The Chinese shopping company Taobao of Alibaba suffered data breach (data breach), after a Chinese software developer used web crawl software to acquire 1,1 billion pieces of data, including usernames and mobile phone numbers. The news about huge data leak brought to light the The Wall Street Journal (WSJ), on June 15, referring to a Chinese court ruling.
In particular, the WSJ cited a recent ruling by a district court in central Henan, China, which stated that data reported in the data breach user IDs, mobile phone numbers, and user comments.
The court reported the data breach to police when Alibaba spotted the suspicious activity. Taobao is one of the most popular shopping platforms in China. According to the company, approximately 925 million people use Taobao and other Alibaba retail sites each month.
The decision did not hold Alibaba responsible for the leak. However, it could face administrative sanctions under China's 2017 Cyber Security Act, said Yuyunting, a senior fellow at the Shanghai Deband office.
According to a petition filed in Henan County Court, one software developer named Lu realized scraping of the site, using a tool developed on the Taobao platform in 2019. Lu began extracting some of the user data on the site, which was then passed on to Lu's employer. The WSJ reported that behind the action was a promotion company that worked with Taobao merchants. According to the report, the employer used the data to find new customers and requested Taobao coupons.
The WSJ reported that both Lu and his anonymous employer were convicted of imprisonment for more than three years. Judgments of Chinese courts are generally published months later and usually contain only the surname.

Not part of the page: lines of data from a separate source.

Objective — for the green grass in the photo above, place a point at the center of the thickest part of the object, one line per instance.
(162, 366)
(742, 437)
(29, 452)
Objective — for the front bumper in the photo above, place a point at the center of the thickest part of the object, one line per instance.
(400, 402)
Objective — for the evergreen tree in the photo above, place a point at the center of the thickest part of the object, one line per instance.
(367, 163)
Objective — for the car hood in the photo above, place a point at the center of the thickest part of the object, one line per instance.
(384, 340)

The huge data leaks, in which consumer data is exposed, is common phenomenon in China in recent years, as the country's data security regulation struggles to respond to technological developments. Personal information from these leaks are often sold on the black market, which has led to one new privacy movement among Chinese citizens.

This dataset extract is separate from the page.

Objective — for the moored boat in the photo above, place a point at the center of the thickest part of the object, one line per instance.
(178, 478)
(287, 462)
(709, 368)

Chinese lawmakers have been pushing for more oversight, aiming at better protection of personal data. Last week, China introduced one new law on data security, in order to strengthen Beijing 's control over data flows within the country and to improve consumer data protection.
The law, along with proposed legislation based on the European Union Data Protection Regulation, aims to strengthen data regulations, such as the Cyber Security Act introduced in 2017. China's new data security law passed in April. The law, which derives from the cyber security law of 2017, will enter into force on September 1.
Many technology giants, including Facebook, have also been confronted with serious data leaks. In April, Facebook accused "malicious actors" of scraping data, including names and phone numbers more than 530 of millions of users. Legal and privacy experts said at the time that the social media giant had chosen to describe the incident as data scraping instead of hacking, to avoid enforcing laws and regulations in various jurisdictions, requiring companies to report data leaks to both regulators and the public.